Das Thema und die Fotos

Wenn man das Zeichnen mal unter rein didaktischen Gesichtspunkten betrachtet, dann merkt man schnell, dass es verschiedene Stellschrauben gibt, an denen wir drehen können, um in einer Aufgabe oder einem Kapitel die Anforderung in einem messbaren Rahmen zu halten. Zum Beispiel können wir den Hauptschwerpunkt auf die Schwierigkeit des Motivs legen. Stattdessen können wir uns auch auf die Technik konzentrieren und ebenso auf eine gelebte Emotionalität.

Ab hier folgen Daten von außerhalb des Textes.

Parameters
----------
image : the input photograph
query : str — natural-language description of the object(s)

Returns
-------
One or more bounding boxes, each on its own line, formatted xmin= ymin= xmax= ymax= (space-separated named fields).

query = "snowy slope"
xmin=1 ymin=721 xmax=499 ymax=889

Wenn Du das dieswöchige Thema betrachtest, das mit seinem Titel „Stillleben“ fast ein wenig schnöde daherkommt, dann weißt Du sehr schnell, das Thema wird nicht die Schwierigkeit sein. Wenn Du Dir dann auch noch die Fotos betrachtest und das Gemüse und Obst siehst, weißt Du, bei diesem Thema geht es nicht so sehr um Genauigkeit. In welchen Proportionen wir Gemüse und Obst vorfinden ist nicht mit einem allgemeinen Verständnis gekoppelt.

Der Fokus in dieser Woche liegt auf 2 ganz andere Bereiche:

  1. Das Experiment

Wir arbeiten diese Woche mit experimentellen Untergründen. Das ist übrigens ein Aspekt, der wahnsinnig viel Spaß macht. Du solltest Dir auch später immer mal 2-3 Tage gönnen, um nur Untergründe vorzubereiten. Damit meine ich keine einfach zugeschmierten Blätter, sondern durchaus zarte und ausbalancierte Farbspielereien, die einen großen Teil der zeichnerischen Qualität eines Blattes ausmachen können.

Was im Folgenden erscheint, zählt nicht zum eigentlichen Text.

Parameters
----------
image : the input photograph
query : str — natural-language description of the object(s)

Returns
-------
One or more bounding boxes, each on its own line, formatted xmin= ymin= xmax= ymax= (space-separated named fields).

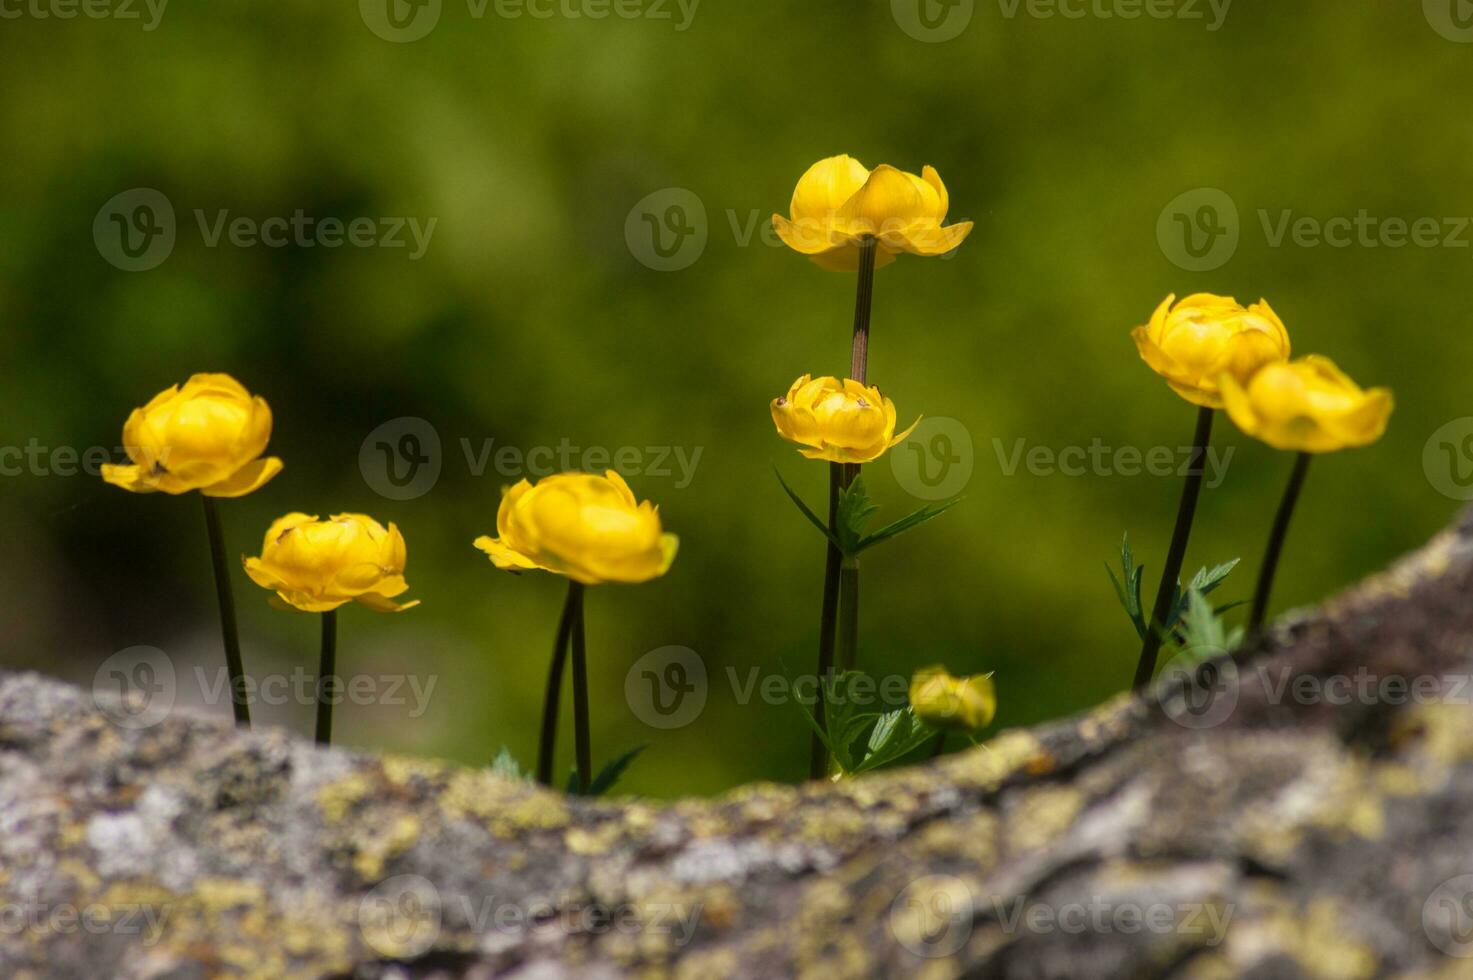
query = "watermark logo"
xmin=1425 ymin=0 xmax=1473 ymax=42
xmin=1424 ymin=874 xmax=1473 ymax=956
xmin=94 ymin=188 xmax=176 ymax=272
xmin=892 ymin=417 xmax=975 ymax=501
xmin=889 ymin=874 xmax=974 ymax=957
xmin=1157 ymin=187 xmax=1239 ymax=272
xmin=625 ymin=646 xmax=707 ymax=729
xmin=361 ymin=417 xmax=444 ymax=501
xmin=626 ymin=188 xmax=708 ymax=272
xmin=359 ymin=0 xmax=442 ymax=42
xmin=1157 ymin=647 xmax=1238 ymax=729
xmin=1424 ymin=418 xmax=1473 ymax=501
xmin=360 ymin=875 xmax=442 ymax=959
xmin=92 ymin=646 xmax=176 ymax=730
xmin=891 ymin=0 xmax=974 ymax=42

  1. Die Freiheit der Linie

Die zweite Herausforderung wird ein eher emotionales Arbeiten sein, zwar orientiert an der Realität, trotzdem gezeichnet mit emotionalen, freien und formverlassenen Linien. Es ist am Ende alles eine Suche nach der richtigen Balance.

Drei Fotos für drei Zeichnungen bekommst Du mitgeliefert. Zwei weitere Stillleben-Fotos musst Du selbst „knipsen“.

Lebendigkeit und Experiment

Das Experiment in der Form, dass wir Untergründe schaffen und diese für bestimmte zeichnerische Ideen aussuchen, ist ein wunderbares universelles Verfahren. Wann immer Du Zeit hast, schaffe Dir Untergründe, genieße es auszuprobieren.

Nur an eine Sache solltest Du dabei immer denken.

Es sollen Untergründe sein und keine eigenständigen, fertig komponierten Bilder, die womöglich so dominant sind, dass man mit normalen zeichnerischen Mitteln nicht mehr dagegen ankommt. Hierfür muss man mittelfristig ein Gefühl entwickeln und umso mehr man hineinschnuppert, umso vielfältiger werden die Möglichkeiten.

Und wenn ein Blatt mal zu dominant wird, weiß sollte man immer dahaben, um den Untergrund wieder dezenter zu gestalten.

Das für die Zeichnung eigentlich spannende ist, dass so plötzlich Flächen und Strukturen im Bild sind, die nichts mit der Form des Motivs zu tun haben. Und wir wissen alle, wie schwer es ist, die Form dessen, was man zeichnet, zwischendurch auch einfach mal wieder zu verlassen!

Und dann kommt zusätzlich die Lebendigkeit der Linie ins Spiel. Auch hier lass mich kurz einen interessanten Zusammenhang erklären.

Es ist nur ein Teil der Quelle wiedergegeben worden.